See, it's not that people in places like this don't like you. It's that they don't like the idea of you. You are something new, something they can't immediately trust, something they have to work to know. That kind of activity is not what dive bars are about. The places where I feel most welcome are the places where I can walk into an established routine, even if it is not my own.
I stuck my hand in my pocket and pulled out my drivers license. "I have gray in my beard," I said as I handed it in the direction of the woman's ample bosom.
She looked me straight in the eye. "I don't care," she said.
The two beers we ordered were cold and appeared immediately in front of us. The bar was comfortable and everybody except G-Rob and I knew each other.

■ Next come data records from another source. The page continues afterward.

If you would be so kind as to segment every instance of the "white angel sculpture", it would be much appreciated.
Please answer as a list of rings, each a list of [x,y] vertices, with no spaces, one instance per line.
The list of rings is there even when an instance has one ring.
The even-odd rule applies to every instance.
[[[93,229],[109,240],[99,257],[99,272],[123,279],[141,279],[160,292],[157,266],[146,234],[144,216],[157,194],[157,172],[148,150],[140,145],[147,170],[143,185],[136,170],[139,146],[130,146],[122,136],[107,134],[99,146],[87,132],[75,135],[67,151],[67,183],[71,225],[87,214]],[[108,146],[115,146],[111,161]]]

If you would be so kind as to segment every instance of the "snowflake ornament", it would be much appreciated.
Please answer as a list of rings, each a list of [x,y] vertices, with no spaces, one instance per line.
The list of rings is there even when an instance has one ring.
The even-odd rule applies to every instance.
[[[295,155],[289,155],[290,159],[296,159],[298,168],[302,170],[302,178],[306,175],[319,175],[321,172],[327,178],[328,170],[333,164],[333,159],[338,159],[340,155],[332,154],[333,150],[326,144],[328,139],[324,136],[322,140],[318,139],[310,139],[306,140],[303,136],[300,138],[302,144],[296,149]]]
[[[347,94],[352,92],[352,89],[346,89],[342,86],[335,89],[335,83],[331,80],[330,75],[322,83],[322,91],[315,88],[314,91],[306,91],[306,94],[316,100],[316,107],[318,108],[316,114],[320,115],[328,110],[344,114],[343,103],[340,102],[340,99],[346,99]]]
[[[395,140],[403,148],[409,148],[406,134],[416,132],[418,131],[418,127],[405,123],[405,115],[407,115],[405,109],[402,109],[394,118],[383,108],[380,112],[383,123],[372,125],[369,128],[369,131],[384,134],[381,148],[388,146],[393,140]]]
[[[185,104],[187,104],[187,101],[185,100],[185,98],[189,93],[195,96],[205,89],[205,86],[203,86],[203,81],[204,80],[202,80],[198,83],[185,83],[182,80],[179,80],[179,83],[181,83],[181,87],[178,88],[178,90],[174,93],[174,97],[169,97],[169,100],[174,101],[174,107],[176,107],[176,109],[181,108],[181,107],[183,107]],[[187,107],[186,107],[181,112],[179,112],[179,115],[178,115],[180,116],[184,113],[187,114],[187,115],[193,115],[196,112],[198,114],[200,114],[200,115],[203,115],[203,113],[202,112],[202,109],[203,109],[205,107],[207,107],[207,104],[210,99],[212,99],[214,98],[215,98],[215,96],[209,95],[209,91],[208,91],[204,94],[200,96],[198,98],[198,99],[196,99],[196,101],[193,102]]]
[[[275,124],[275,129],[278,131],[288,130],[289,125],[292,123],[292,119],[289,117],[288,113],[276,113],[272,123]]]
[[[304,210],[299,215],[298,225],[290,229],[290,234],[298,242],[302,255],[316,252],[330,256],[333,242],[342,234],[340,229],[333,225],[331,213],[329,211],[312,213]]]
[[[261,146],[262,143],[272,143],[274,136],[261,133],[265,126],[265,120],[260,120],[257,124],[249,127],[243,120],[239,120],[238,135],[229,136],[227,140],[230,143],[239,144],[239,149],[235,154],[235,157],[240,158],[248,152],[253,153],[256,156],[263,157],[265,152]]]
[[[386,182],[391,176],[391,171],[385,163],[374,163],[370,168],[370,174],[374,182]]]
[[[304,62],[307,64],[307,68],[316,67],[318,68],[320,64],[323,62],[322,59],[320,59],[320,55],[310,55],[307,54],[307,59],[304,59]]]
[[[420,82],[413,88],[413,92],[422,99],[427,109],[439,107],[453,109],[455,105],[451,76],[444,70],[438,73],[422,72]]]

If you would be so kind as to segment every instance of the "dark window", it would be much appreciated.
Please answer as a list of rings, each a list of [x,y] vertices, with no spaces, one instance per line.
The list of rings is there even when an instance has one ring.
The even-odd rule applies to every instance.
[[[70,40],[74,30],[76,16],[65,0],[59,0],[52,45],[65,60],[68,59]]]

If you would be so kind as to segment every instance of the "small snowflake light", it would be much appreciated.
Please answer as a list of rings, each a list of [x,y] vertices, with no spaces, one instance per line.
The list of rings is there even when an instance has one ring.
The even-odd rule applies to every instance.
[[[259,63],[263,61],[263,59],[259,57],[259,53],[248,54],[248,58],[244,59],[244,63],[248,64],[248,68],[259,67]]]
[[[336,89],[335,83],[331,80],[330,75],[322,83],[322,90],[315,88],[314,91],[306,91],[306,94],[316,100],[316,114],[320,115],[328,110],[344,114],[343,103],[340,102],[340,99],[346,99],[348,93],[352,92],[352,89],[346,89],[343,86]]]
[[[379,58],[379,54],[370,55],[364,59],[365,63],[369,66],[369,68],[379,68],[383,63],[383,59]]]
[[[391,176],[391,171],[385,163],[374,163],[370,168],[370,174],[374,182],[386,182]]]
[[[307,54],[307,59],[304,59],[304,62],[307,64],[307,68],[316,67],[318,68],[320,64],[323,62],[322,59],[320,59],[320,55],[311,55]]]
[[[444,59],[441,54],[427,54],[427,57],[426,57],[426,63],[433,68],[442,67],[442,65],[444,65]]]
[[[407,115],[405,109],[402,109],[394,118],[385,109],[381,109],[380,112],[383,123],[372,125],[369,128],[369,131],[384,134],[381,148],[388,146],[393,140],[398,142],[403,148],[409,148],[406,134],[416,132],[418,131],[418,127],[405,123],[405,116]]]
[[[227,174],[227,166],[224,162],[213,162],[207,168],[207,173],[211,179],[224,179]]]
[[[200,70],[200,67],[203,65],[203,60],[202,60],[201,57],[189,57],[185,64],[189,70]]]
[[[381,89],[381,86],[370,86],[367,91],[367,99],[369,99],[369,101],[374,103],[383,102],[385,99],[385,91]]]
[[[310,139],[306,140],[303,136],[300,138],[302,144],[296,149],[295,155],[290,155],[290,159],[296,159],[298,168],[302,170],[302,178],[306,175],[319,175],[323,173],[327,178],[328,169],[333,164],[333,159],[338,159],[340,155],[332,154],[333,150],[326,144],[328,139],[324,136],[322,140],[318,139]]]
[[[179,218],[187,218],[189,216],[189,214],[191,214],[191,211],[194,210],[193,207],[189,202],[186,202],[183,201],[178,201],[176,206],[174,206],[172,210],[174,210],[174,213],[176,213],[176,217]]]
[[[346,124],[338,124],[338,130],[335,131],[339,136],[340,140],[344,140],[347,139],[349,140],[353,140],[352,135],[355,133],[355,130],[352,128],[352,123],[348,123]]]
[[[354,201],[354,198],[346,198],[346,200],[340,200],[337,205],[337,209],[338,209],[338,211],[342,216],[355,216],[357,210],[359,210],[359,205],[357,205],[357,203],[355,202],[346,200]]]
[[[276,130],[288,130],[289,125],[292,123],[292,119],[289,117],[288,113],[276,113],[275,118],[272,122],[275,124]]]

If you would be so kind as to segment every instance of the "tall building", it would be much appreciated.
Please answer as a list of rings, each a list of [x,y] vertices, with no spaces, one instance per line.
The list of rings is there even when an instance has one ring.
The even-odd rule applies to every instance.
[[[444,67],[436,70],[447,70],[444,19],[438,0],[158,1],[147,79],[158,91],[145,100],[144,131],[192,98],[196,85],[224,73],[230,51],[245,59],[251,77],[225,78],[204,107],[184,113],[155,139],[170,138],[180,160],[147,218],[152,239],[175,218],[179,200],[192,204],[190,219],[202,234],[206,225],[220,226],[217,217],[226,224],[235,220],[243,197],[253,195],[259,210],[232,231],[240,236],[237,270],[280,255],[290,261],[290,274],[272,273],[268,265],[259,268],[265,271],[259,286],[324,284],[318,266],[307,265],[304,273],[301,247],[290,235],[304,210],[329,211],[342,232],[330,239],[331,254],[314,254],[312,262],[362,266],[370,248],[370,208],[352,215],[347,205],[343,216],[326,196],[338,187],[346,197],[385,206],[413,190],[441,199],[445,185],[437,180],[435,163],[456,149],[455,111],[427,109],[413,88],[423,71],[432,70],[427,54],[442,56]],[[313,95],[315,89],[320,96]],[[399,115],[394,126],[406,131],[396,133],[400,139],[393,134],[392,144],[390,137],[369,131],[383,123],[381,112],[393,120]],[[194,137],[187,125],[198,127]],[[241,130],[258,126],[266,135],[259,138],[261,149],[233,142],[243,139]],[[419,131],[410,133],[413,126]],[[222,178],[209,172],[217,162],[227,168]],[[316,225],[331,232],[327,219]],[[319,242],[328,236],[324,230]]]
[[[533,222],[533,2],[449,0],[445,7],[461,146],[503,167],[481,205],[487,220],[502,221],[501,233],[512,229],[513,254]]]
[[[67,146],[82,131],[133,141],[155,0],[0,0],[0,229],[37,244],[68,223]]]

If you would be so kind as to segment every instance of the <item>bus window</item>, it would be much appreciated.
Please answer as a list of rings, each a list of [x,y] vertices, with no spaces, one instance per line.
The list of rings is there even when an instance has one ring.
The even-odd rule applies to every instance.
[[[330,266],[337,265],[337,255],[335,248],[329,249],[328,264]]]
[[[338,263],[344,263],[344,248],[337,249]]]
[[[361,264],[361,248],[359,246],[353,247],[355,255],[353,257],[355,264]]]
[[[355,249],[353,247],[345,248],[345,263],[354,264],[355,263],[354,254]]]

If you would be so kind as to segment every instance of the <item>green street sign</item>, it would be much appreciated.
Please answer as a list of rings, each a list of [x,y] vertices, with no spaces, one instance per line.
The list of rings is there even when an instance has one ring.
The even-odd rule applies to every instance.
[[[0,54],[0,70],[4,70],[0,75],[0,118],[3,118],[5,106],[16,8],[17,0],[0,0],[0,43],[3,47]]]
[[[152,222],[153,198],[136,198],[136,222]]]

I caught G-Rob's eye and nodded toward the back of the room where seven or eight guys were sitting around the table. Someone was dealing from a red deck. No chips were in sight, but it was obvious the game was serious. No matter they were drinking some concoction made out of Crown Royal and Rumplemintz, they were into what they're doing.
"Playing cards back there," I said aloud, half to point out the obvious and half to see if the bartender would eavesdrop and fill me in on what they were doing.
G-Rob did a half-turn on his barstool and took a look.
"Somebody just passed some money across the table," he said.
We had a poker game to go to. It was a safe place where there was no chance of robbery or arrest. There was no chance of cheating and no chance of getting knifed in the gravel parking lot. Still, we were intrigued.
G-Rob noted someone had just mentioned trip queens getting beat by trip aces.
Poker.
"Are they playing on paper?" I wondered aloud.
It seemed like such a game would be difficult to pull off, especially for a group of guys hopped up on peppermint schnapps.
"It's Guts," said the guy sitting on the other side of me. I came to think of him as our new best friend.
This is how you survive in a dive bar. This is how you survive in a gambling hole. You find one guy who is willing to let you in and show you the ropes. If you decide you can trust him, you're good as long as you want to be.
"Four card Guts," he said, "With a discard. $20 a hand. You can drop if you want to, but if you're in, you're in."
He went on to tell us that winning and losing $500 is not impossible in the game. He further told us the game runs nearly every night and well into the dark hours.
This is the beauty of gambling holes. You will not find people playing cards at the Applebees bar. Liberty Taproom may have a great selection of beer, but the chances of rolling dice for "however much cash is in this envelope" are slim to none. This little pub, though, was all about gambling--cops, preachers, and wives be damned.
If we'd stayed a week, we could've played four card Guts with the drunk and sunburned. We could've played a game in which a winning raffle ticket earns you a roll of the dice and a successful roll of the dice earns you a draw from a deck and a successful joker-pull from the deck can earn you...
"I won $7,000 one night," our new friend said. "They had to walk me out to my car." And I believed him, because there is no real reason to make up something that ridiculous.
We didn't have a week. We had but an hour, time to roll the dice for the envelope money, time to laugh at the guy at the end of the bar who said, "Do you know the odds of actually--oh, nevermind."
We knew the odds and we didn't care. The dice could've been weighted for all we cared. There could've been only deuces and threes on them. We still filled the cup, slammed the dice on the bar, and sighed happily when we lost. It was action, in a public place, where nearly everything that was happening was in some way illegal.
It was perfect.
We walked back out into the sunlight on the way to our surburban poker game where the table stakes were much higher, but the romance was the same as an entree from Ruby Tuesday.
No, we don't haunt or hunt in the underground games much anymore, but the glimmer in both of our eyes as we finished our beers was enough to say without saying, "Damn, we would if we could."